Una risa incrédula se escapó de mis labios. "Jajaja... ¿Es en serio que eso es lo que te preocupa?" La situación, en su absurdo, me pareció increíble.
"¡No te rías! ¡Esto es importante para mí!", me regañó, el dolor en su voz apuñalándome, haciéndome sentir un tonto por mi reacción.
"No, no hiciste nada de lo que debas sentirte culpable, ¿ok?", la tranquilicé, mis palabras cargadas de una sinceridad que brotaba de lo más profundo de mí.
"¿Estás seguro? Puedes decirme, porque de lo contrario terminaré volviéndome loca." Sus ojos me suplicaban una confirmación, una verdad que la liberara de su tormento.
"Con que eso es lo que has estado pensando todas estas horas", dije, comprendiendo por fin la magnitud de su angustia, la tortura silenciosa que había padecido.
"Es importante saber lo que pasó."
"Nada pasó con nadie. Quizás es un mal momento para decirte que he traído un vino. El sujeto de la tienda me aseguró que es una reserva especial. Por cierto, pensé que tal vez podríamos ver una película mañana en mi casa si no tienes inconveniente." La propuesta salió de mí, un intento torpe de cambiar el rumbo de la conversación, de alivianar el peso de su ansiedad.
"¿En tu casa? ¿Por qué yo?", preguntó, la sorpresa destellando en sus ojos, una chispa de curiosidad en medio de su tristeza.
"Como pago por el incómodo momento que te hice pasar, si no tienes problemas, por supuesto." Era una excusa, lo sabía, pero quería que fuera algo más.
"No los tengo, aunque aún me siento avergonzada..."
"Somos amigos. Mañana vendré por ti a las 2 p.m. así tendremos tiempo para conversar." La idea de un mañana, de una posible nueva oportunidad, iluminó mi ánimo.
"Suena genial. Uff, huele delicioso, este vino." El aroma dulce y embriagador del vino llenó el aire, un consuelo inesperado.
"Después de lo que pasó no sé si sea buena idea. Es decir, tómalo con calma", corregí rápidamente, tratando de sonar casual, el temor a un nuevo desastre acechándome.
"Pensaste en todo." Una sonrisa suave se dibujó en sus labios, el primer atisbo de alivio en su rostro.
"No en todo. Aún me preocupa lo que puedan pensar tus vecinos", dije, señalando el posible riesgo de mi visita nocturna, de lo que un desconocido podría interpretar.
"Hablaré con mis padres." Su respuesta fue un simple asentimiento, una aceptación de la realidad.
"Esa pijama es bonita, te queda mejor que la mía." La frase salió sin pensar, un intento de relajar el ambiente, de romper la tensión.
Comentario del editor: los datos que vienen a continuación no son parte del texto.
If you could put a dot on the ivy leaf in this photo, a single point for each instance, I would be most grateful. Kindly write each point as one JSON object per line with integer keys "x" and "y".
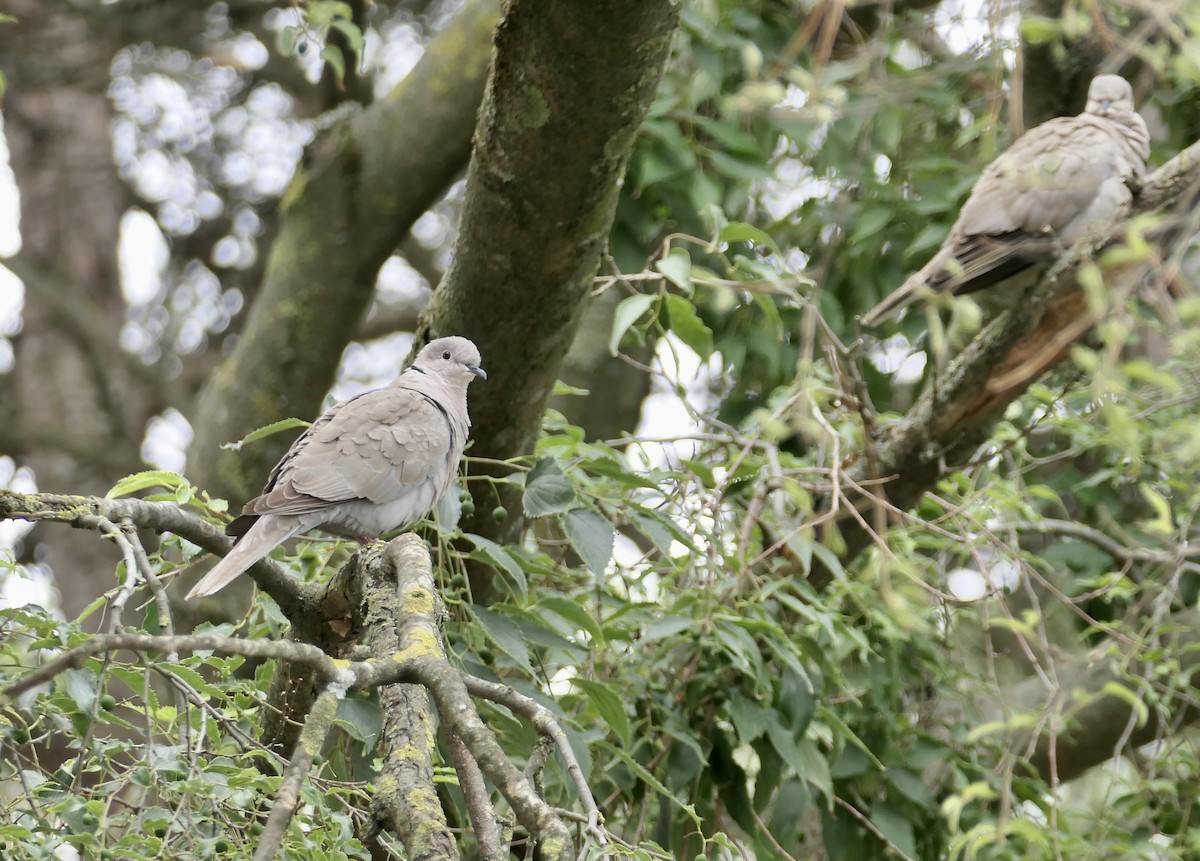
{"x": 688, "y": 326}
{"x": 592, "y": 536}
{"x": 504, "y": 559}
{"x": 504, "y": 633}
{"x": 361, "y": 718}
{"x": 628, "y": 312}
{"x": 265, "y": 431}
{"x": 148, "y": 479}
{"x": 547, "y": 489}
{"x": 676, "y": 268}
{"x": 609, "y": 705}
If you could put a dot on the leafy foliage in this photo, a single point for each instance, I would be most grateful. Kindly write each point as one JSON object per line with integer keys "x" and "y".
{"x": 661, "y": 601}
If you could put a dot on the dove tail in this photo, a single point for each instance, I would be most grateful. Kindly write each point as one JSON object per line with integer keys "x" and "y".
{"x": 268, "y": 533}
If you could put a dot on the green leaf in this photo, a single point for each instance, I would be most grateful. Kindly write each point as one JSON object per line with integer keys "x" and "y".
{"x": 333, "y": 55}
{"x": 609, "y": 705}
{"x": 628, "y": 312}
{"x": 592, "y": 536}
{"x": 748, "y": 717}
{"x": 575, "y": 614}
{"x": 547, "y": 489}
{"x": 142, "y": 481}
{"x": 267, "y": 431}
{"x": 894, "y": 826}
{"x": 449, "y": 511}
{"x": 504, "y": 560}
{"x": 676, "y": 268}
{"x": 286, "y": 40}
{"x": 661, "y": 628}
{"x": 352, "y": 32}
{"x": 81, "y": 686}
{"x": 504, "y": 633}
{"x": 653, "y": 782}
{"x": 361, "y": 718}
{"x": 870, "y": 223}
{"x": 741, "y": 232}
{"x": 685, "y": 323}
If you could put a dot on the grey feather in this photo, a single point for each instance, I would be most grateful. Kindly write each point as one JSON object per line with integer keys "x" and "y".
{"x": 1053, "y": 186}
{"x": 371, "y": 464}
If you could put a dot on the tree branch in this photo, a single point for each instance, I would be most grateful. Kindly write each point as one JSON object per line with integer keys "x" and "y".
{"x": 82, "y": 512}
{"x": 558, "y": 122}
{"x": 363, "y": 184}
{"x": 954, "y": 415}
{"x": 1084, "y": 722}
{"x": 402, "y": 619}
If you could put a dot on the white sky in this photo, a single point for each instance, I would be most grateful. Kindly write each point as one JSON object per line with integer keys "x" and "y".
{"x": 144, "y": 254}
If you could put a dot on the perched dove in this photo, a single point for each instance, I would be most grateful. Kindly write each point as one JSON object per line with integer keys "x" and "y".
{"x": 1053, "y": 185}
{"x": 373, "y": 463}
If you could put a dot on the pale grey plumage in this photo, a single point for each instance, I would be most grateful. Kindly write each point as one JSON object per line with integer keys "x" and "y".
{"x": 373, "y": 463}
{"x": 1050, "y": 188}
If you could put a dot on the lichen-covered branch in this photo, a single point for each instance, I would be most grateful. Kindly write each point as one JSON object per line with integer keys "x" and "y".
{"x": 317, "y": 727}
{"x": 82, "y": 512}
{"x": 569, "y": 88}
{"x": 354, "y": 198}
{"x": 401, "y": 616}
{"x": 952, "y": 417}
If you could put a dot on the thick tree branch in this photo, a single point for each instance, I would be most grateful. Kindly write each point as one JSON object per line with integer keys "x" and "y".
{"x": 555, "y": 133}
{"x": 954, "y": 415}
{"x": 354, "y": 198}
{"x": 294, "y": 601}
{"x": 402, "y": 620}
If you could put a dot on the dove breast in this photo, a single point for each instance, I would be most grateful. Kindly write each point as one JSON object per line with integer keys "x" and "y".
{"x": 379, "y": 462}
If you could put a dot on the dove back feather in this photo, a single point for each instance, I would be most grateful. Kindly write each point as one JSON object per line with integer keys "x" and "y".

Carter se cubrió de inmediato con las manos, palideciendo. "Volveré enseguida." El rubor regresó a sus mejillas.
"¿Planeabas coquetearme? Jajaja", bromeé, queriendo aligerar el ambiente, de verla sonreír de nuevo.
"¡Ahhh! Ni lo digas, aún me siento avergonzada, no estoy para bromas... Eres un tonto, Elean Leroux", me dijo con un tono de voz juguetón, una pizca de la antigua Carter regresando.
"Y tú te sonrojas con facilidad." La observé, disfrutando de su reacción.
"No me he sonrojado...", afirmó, aunque sus mejillas la delataban, una hermosa mancha de carmín.
"Entonces, ¿por qué pareces un gran tomate? 🍅 Jajaja."
"No lo soy...", insistió, con una sonrisa que ya no podía ocultar.
Ambos reímos, compartiendo una cena maravillosa, el vino descorchado, las conversaciones fluyendo con naturalidad. La conexión entre nosotros era palpable, llenando el aire de una calidez reconfortante, un bálsamo para las heridas del día.